Nucleare. In Iran nessuno stop ad arricchimento uranio
02 Dicembre 2010
di Redazione
L’Iran non ha sospeso le attività di arricchimento dell’uranio nell’impianto di Natanz, nella parte centrale della Repubblica Islamica. È quanto ha sottolineato il rappresentante iraniano presso l’Agenzia Internazionale per l’Energia Atomica (Aiea), Ali Asghar Soltanieh, il quale ha definito "impreciso" un rapporto della stessa agenzia Onu in cui si riferiva che Teheran aveva fermato l’arricchimento dell’uranio per alcuni giorni a metà novembre a causa dell’attacco del virus informatico Stuxnet.
"Nonostante i tentativi e le provocazioni dei vertici dei servizi segreti di alcuni paesi occidentali, le attività nucleari dell’Iran stanno proseguendo sotto la supervisione dell’Aiea, senza che vi sia stata alcuna sospensione", ha affermato Soltanieh, citato dal sito web dell’emittente ‘Press Tv’.
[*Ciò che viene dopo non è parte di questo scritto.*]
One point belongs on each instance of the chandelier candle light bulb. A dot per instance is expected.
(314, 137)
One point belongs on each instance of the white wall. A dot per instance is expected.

Il 23 novembre in un rapporto firmato dal direttore dell’Aiea, Yukiya Amano, si affermava che gli ispettori Onu avevano registrato un’interruzione dell’attività di arricchimento dell’uranio. Nei giorni scorsi il presidente iraniano, Mahmoud Ahmadinejad, ha ammesso che gli impianti nucleari della Repubblica Islamica sono stati oggetto di un tentativo di attacco informatico.